L’historien et philosophe Claude-Olivier Doron spécialiste de Michel Foucault, estime à ce titre que l’idéal de la santé mentale est un obstacle à toute politisation de la souffrance. « Il ne s’agit en aucun cas de modifier radicalement le milieu », mais « de promouvoir une adaptation harmonieuse de l’individu au développement social en évitant les conflits – et surtout les conflits de classe. » explique-t-il dans un article consacré à l’histoire de ce terme, paru dans la revue spécialisée Pratique en santé mentale. La santé mentale est, selon lui, une manière d’adapter l’individu à la violence du monde. Les émotions comme la colère ou l’indignation, qui résultent parfois des conditions de vies, sont ravalées à des problèmes liés à la gestion du psychisme et à des questions d’ajustement relationnel à mener avec son entourage. « Il n’est jamais question de modifier directement ce milieu extérieur », mais « d’anticiper et de résoudre les conflits internes que peut générer le processus d’adaptation du sujet à ce milieu. », affirme Dorion.

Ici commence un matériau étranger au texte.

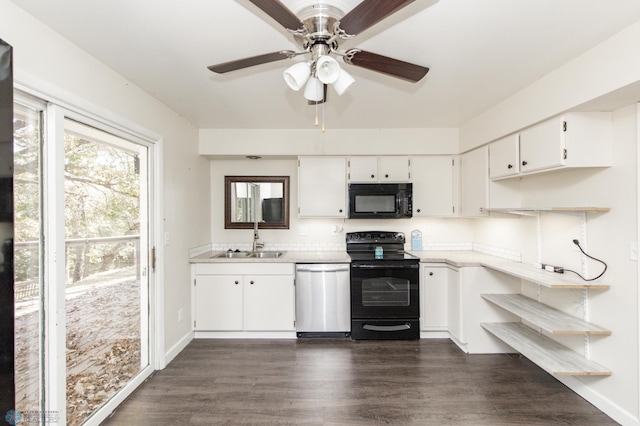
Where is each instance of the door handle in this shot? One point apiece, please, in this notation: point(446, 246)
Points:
point(400, 327)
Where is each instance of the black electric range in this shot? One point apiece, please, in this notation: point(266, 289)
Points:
point(385, 299)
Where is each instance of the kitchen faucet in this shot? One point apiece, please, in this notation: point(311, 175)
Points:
point(256, 236)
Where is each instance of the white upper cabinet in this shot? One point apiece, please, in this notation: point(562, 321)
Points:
point(474, 183)
point(577, 139)
point(322, 187)
point(504, 156)
point(434, 185)
point(379, 169)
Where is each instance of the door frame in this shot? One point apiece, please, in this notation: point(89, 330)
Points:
point(54, 268)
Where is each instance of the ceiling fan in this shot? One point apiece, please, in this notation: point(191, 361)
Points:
point(319, 30)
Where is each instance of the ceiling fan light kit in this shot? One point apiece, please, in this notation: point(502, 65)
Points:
point(319, 30)
point(297, 75)
point(314, 90)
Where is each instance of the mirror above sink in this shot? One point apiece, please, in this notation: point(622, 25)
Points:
point(261, 198)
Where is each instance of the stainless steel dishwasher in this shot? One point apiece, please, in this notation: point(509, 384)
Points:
point(323, 300)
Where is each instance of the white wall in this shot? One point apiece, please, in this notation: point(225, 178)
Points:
point(45, 61)
point(292, 142)
point(608, 236)
point(612, 65)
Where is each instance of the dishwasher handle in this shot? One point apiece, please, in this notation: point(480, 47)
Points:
point(336, 269)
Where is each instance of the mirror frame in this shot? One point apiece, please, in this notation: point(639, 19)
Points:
point(284, 180)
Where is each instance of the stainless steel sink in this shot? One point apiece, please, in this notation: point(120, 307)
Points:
point(234, 254)
point(245, 254)
point(267, 254)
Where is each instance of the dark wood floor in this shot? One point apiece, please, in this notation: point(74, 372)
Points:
point(344, 382)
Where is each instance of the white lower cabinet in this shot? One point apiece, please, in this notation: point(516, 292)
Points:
point(434, 282)
point(467, 310)
point(244, 297)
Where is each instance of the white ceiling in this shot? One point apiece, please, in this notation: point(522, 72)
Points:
point(479, 52)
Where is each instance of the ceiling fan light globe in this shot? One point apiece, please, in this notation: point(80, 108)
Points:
point(297, 75)
point(314, 90)
point(327, 69)
point(343, 82)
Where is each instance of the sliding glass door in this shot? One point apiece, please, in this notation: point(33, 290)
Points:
point(82, 251)
point(106, 288)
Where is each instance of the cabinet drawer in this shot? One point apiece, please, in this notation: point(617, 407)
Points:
point(244, 268)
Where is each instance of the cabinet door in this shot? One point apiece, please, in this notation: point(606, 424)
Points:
point(542, 146)
point(322, 187)
point(363, 169)
point(393, 169)
point(218, 303)
point(269, 303)
point(454, 307)
point(504, 155)
point(433, 186)
point(433, 292)
point(474, 183)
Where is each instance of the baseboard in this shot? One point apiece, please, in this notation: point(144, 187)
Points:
point(617, 413)
point(245, 335)
point(177, 348)
point(434, 334)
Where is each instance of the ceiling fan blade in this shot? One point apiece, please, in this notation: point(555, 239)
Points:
point(280, 13)
point(369, 13)
point(251, 61)
point(386, 65)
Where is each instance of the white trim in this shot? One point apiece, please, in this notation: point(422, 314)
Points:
point(245, 335)
point(638, 232)
point(178, 347)
point(54, 264)
point(157, 284)
point(603, 404)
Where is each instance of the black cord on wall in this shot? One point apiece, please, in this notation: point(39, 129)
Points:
point(576, 242)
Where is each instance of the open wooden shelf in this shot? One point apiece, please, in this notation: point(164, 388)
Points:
point(544, 278)
point(533, 210)
point(548, 354)
point(548, 319)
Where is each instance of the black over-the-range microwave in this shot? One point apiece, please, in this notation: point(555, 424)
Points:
point(380, 200)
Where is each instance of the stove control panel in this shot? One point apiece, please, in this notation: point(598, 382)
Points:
point(370, 237)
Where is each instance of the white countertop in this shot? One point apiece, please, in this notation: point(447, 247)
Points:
point(455, 258)
point(287, 257)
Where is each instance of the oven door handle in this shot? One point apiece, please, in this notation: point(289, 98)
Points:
point(400, 327)
point(385, 266)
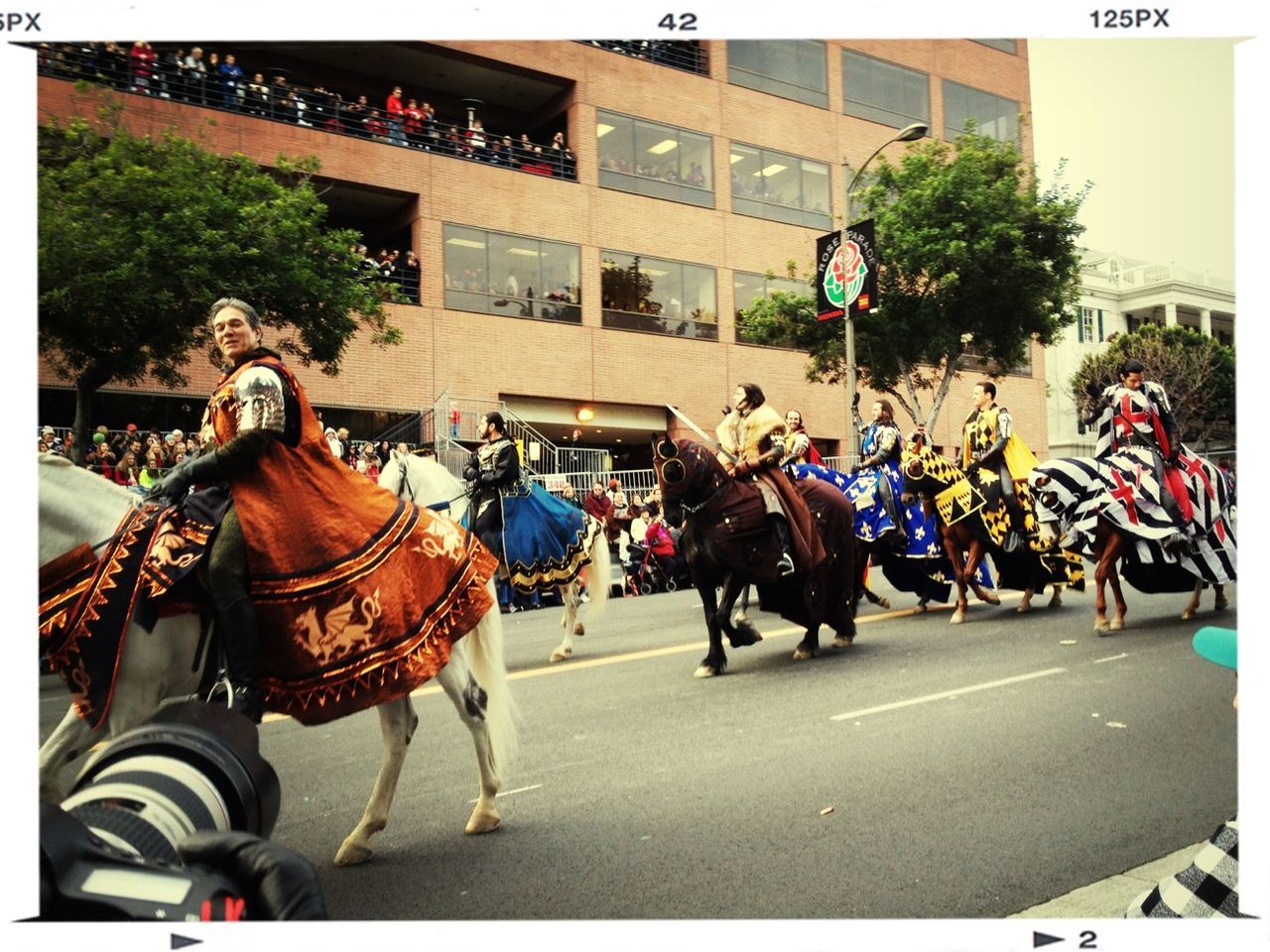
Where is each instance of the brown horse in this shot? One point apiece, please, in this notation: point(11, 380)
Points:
point(728, 542)
point(1070, 493)
point(959, 515)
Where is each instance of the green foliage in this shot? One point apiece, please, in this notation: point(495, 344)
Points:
point(139, 235)
point(1197, 371)
point(973, 255)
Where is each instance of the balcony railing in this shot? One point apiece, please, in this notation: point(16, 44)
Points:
point(681, 55)
point(312, 107)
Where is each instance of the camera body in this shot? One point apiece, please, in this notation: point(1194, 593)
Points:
point(109, 849)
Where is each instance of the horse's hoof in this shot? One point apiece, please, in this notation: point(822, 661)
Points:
point(352, 855)
point(481, 823)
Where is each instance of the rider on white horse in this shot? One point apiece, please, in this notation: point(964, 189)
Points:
point(377, 575)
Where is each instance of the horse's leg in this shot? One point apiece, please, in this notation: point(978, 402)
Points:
point(1116, 546)
point(740, 634)
point(70, 739)
point(398, 721)
point(715, 660)
point(1193, 606)
point(971, 566)
point(572, 599)
point(953, 555)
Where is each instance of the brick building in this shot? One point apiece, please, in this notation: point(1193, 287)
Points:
point(698, 166)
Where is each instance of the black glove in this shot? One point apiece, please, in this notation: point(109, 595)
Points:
point(176, 484)
point(277, 884)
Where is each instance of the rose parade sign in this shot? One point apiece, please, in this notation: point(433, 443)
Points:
point(846, 273)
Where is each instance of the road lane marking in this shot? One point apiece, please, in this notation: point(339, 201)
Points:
point(955, 692)
point(504, 793)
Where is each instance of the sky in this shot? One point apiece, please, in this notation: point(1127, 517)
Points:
point(1151, 123)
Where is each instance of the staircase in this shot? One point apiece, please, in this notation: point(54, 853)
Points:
point(452, 421)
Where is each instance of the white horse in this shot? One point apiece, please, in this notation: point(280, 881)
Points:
point(427, 483)
point(76, 507)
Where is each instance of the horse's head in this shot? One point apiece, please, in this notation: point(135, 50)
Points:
point(1053, 503)
point(924, 470)
point(688, 474)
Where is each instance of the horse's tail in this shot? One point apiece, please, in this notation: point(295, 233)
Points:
point(485, 656)
point(598, 574)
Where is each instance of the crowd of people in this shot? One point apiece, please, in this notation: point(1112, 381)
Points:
point(218, 81)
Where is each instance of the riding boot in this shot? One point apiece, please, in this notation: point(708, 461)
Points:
point(785, 563)
point(240, 640)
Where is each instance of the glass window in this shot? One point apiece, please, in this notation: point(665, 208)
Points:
point(993, 116)
point(1006, 46)
point(489, 272)
point(748, 289)
point(781, 186)
point(794, 68)
point(884, 91)
point(656, 160)
point(658, 296)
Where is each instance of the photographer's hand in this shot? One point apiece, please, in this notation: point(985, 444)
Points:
point(277, 883)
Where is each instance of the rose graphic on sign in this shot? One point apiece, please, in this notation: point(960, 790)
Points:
point(844, 277)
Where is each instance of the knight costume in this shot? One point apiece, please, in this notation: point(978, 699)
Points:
point(756, 438)
point(344, 578)
point(992, 448)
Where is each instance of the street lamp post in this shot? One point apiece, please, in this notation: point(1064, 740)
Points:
point(908, 134)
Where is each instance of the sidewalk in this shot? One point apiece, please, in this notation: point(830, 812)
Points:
point(1109, 897)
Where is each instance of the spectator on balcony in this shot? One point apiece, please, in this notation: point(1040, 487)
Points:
point(193, 73)
point(476, 141)
point(395, 114)
point(412, 125)
point(141, 59)
point(231, 82)
point(411, 278)
point(258, 95)
point(375, 127)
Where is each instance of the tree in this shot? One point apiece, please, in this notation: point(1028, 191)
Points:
point(139, 235)
point(1197, 371)
point(974, 259)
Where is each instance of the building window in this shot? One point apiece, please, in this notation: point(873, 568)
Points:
point(780, 186)
point(488, 272)
point(748, 289)
point(649, 159)
point(992, 114)
point(884, 91)
point(793, 68)
point(658, 296)
point(1006, 46)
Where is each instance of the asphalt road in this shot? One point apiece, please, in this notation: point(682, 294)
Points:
point(928, 771)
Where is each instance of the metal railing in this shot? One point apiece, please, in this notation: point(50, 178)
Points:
point(683, 55)
point(312, 107)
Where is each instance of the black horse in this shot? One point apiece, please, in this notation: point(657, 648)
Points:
point(728, 542)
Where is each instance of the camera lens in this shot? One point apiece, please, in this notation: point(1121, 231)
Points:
point(194, 767)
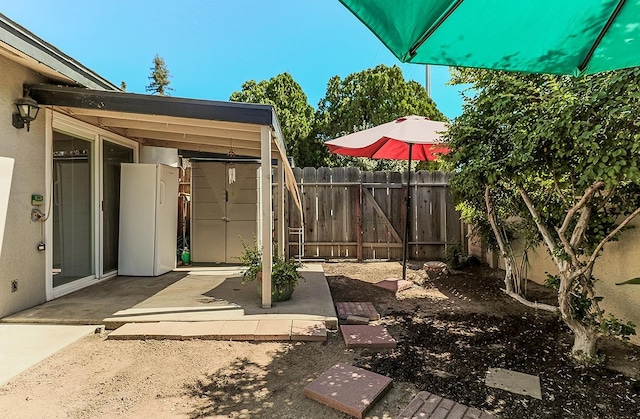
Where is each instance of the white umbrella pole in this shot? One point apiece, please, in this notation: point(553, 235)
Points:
point(405, 244)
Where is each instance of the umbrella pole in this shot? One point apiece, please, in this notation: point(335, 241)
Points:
point(405, 243)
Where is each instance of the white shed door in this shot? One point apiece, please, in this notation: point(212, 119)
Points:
point(224, 210)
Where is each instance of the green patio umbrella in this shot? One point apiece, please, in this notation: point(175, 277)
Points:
point(543, 36)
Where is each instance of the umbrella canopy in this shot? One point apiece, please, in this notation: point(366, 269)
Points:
point(393, 139)
point(411, 137)
point(542, 36)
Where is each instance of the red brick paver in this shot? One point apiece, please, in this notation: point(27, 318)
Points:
point(365, 336)
point(429, 406)
point(348, 389)
point(360, 309)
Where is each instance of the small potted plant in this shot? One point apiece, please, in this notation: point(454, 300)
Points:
point(284, 272)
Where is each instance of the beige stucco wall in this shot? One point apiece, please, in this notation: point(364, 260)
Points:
point(19, 259)
point(619, 262)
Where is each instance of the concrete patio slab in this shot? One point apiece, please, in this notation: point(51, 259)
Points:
point(360, 309)
point(203, 294)
point(429, 406)
point(239, 330)
point(365, 336)
point(203, 330)
point(308, 330)
point(25, 345)
point(515, 382)
point(394, 284)
point(348, 389)
point(273, 330)
point(152, 331)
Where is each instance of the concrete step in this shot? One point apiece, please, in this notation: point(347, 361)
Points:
point(246, 330)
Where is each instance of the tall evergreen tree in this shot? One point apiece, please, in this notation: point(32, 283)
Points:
point(160, 77)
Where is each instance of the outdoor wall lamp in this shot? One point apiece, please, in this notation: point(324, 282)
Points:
point(27, 112)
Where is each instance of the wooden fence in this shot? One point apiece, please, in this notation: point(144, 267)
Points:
point(353, 214)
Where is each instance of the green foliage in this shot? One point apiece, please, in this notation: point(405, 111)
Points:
point(160, 78)
point(365, 99)
point(294, 113)
point(454, 256)
point(572, 147)
point(552, 281)
point(284, 272)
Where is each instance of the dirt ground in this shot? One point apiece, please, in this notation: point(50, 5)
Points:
point(449, 331)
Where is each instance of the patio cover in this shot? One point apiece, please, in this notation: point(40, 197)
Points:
point(165, 121)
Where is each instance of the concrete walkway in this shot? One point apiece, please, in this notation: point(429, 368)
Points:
point(25, 345)
point(202, 294)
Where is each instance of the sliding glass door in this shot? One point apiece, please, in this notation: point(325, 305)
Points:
point(85, 218)
point(73, 221)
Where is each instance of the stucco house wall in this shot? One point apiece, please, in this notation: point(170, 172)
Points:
point(619, 262)
point(20, 260)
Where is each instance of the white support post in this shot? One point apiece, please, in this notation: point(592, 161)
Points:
point(266, 214)
point(282, 225)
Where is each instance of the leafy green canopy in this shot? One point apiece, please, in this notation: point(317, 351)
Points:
point(159, 78)
point(294, 112)
point(565, 151)
point(368, 98)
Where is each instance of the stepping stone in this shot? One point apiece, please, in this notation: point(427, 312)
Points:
point(356, 320)
point(426, 405)
point(359, 309)
point(348, 389)
point(515, 382)
point(308, 331)
point(394, 284)
point(374, 337)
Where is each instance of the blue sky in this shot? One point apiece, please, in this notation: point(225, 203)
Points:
point(212, 46)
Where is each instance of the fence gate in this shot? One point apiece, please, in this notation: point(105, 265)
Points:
point(354, 214)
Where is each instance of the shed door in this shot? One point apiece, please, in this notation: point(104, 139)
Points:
point(224, 210)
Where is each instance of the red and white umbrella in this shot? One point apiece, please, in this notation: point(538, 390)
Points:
point(409, 138)
point(394, 140)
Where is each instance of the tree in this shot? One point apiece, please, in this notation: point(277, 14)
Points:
point(294, 113)
point(366, 99)
point(569, 149)
point(160, 77)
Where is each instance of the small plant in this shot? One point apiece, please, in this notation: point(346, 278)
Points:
point(455, 257)
point(284, 272)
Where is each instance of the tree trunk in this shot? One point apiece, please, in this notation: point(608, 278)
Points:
point(508, 258)
point(585, 337)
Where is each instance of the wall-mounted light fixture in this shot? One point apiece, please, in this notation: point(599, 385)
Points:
point(27, 111)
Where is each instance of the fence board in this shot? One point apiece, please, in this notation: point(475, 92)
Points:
point(325, 214)
point(354, 216)
point(346, 210)
point(309, 199)
point(338, 198)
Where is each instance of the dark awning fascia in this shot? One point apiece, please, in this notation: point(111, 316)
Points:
point(77, 97)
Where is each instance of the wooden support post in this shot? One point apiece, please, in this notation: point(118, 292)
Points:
point(282, 226)
point(359, 224)
point(265, 214)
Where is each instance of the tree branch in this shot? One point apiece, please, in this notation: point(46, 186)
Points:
point(546, 234)
point(604, 241)
point(585, 197)
point(536, 305)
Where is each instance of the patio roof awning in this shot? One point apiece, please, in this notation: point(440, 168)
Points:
point(165, 121)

Cet idéal gestionnaire de la santé psychique est donc aussi un idéal disciplinaire, qui vise à créer des individus adaptés à la marche de la société. Sous son aspect bienveillant, voire salutaire, la politique de la santé mentale masque les violences économiques et sociales, susceptibles de conduire à des états de mal-être. « On n’a pas besoin de Fleurs de Bach, on a besoin de justice sociale », revendique à ce titre l’illustratrice ch.tam. « Apaiser », « Lever les tabous », « libérer la parole » est une chose, lutter contre la précarité et la solitude qui abîment les personnes et détruisent les liens sociaux en est une autre.